Novel Technique(s) for Concept Drift Detection and Handling
Loading...
Date
Authors
Journal Title
Journal ISSN
Volume Title
Publisher
Abstract
In today’s world, learning in the presence of dynamic environments, where continous
change and development are evident, is a challenging task. Recent advances in technology
have witnessed an increase in the number of real world applications which include spam
filtering, fraud detection, weather forecasting, sensors, smart cities, health monitoring etc.
Data generated from such sources in form of streams tends to evolve with the course of time.

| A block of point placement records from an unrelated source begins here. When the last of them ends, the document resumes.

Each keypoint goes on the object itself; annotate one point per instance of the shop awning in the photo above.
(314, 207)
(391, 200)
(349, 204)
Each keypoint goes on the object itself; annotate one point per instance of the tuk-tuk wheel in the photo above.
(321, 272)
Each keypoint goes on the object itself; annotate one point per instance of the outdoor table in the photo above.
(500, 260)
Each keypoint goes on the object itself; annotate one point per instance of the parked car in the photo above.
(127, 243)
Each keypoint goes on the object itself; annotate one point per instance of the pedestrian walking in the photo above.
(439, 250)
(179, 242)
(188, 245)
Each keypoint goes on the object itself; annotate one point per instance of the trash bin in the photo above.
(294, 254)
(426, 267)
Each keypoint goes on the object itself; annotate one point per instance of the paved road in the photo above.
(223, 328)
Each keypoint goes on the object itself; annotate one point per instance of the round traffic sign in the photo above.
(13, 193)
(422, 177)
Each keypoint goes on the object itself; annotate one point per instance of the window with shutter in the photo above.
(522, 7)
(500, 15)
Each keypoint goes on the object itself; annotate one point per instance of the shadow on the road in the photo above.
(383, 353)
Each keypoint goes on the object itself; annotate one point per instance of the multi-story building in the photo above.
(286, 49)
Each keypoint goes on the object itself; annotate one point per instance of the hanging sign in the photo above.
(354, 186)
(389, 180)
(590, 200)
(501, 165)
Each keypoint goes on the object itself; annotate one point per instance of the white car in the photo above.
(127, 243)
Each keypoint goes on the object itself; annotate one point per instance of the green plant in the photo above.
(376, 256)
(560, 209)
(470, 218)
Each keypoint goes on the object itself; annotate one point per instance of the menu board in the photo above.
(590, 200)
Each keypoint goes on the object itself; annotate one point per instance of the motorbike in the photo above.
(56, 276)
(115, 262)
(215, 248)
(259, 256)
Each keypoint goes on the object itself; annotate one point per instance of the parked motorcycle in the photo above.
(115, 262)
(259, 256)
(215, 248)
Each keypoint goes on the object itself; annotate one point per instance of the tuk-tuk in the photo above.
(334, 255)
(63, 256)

The predictive models which are trained using such data tend to become obselete with time,
resulting into poor adaptabilty to the underlying drifting distributions. In terms of machine
learning and data mining, the change in the statistical properties of data is known as concept
drift. Such changes causes degradation in the performance of the learning systems since the
models that were built on the old data are no longer consistent with the new data.
To address the problem of concept drift, efficient learning models which can monitor the
evolving distributions and update themselves regularly are required. These models should
detect the drifts and handle them timely by using adaptive learning techniques, to overcome
the deteriorating performance. Various learning methods which include single learners as
well as ensemble based modelling which utilize drift detectors, are used in literature to handle
evolving data streams.
This thesis proposes three techniques for concept drift detection and handling. First
one, a hybrid diversity based ensemble approach, called Ensemble Based Online Diversified
Drift Detection (En-ODDD), combines explicit drift detection and adaptive techniques deal
with drifting distributions. In second approach, Two-Level Pruning based Ensemble with
Abstained Learners (TLP-EnAbLe), similarity based pruning strategy has been proposed
for adapting to all types of drift patterns. The third approach, Dynamically Adaptive and
Diverse Dual Ensemble (DA-DDE) utilizes the characteristics of both online and block-based
ensemble techniques for concept drift handling. It proposes a dual ensemble mechanism for
separetely handling abrupt and gradual drifts. It is based on usage of novel Dynamic Dual
Selective Voting Mechanism (DDSVM) for ensemble selection and hypothesis generation.
Performance of the proposed approaches has been evaluated by conducting comparative
analysis with existing concept drift techniques and through the standard evaluation parameters
which include classification accuracy, kappa statistic, train time, test time, memory
consumption etc. Experiments conducted using several real datasets and artificially generated
streams of data, with variety of drift patterns, indicate that all the three approaches
handle the concept drift scenarios effectively giving better classification results.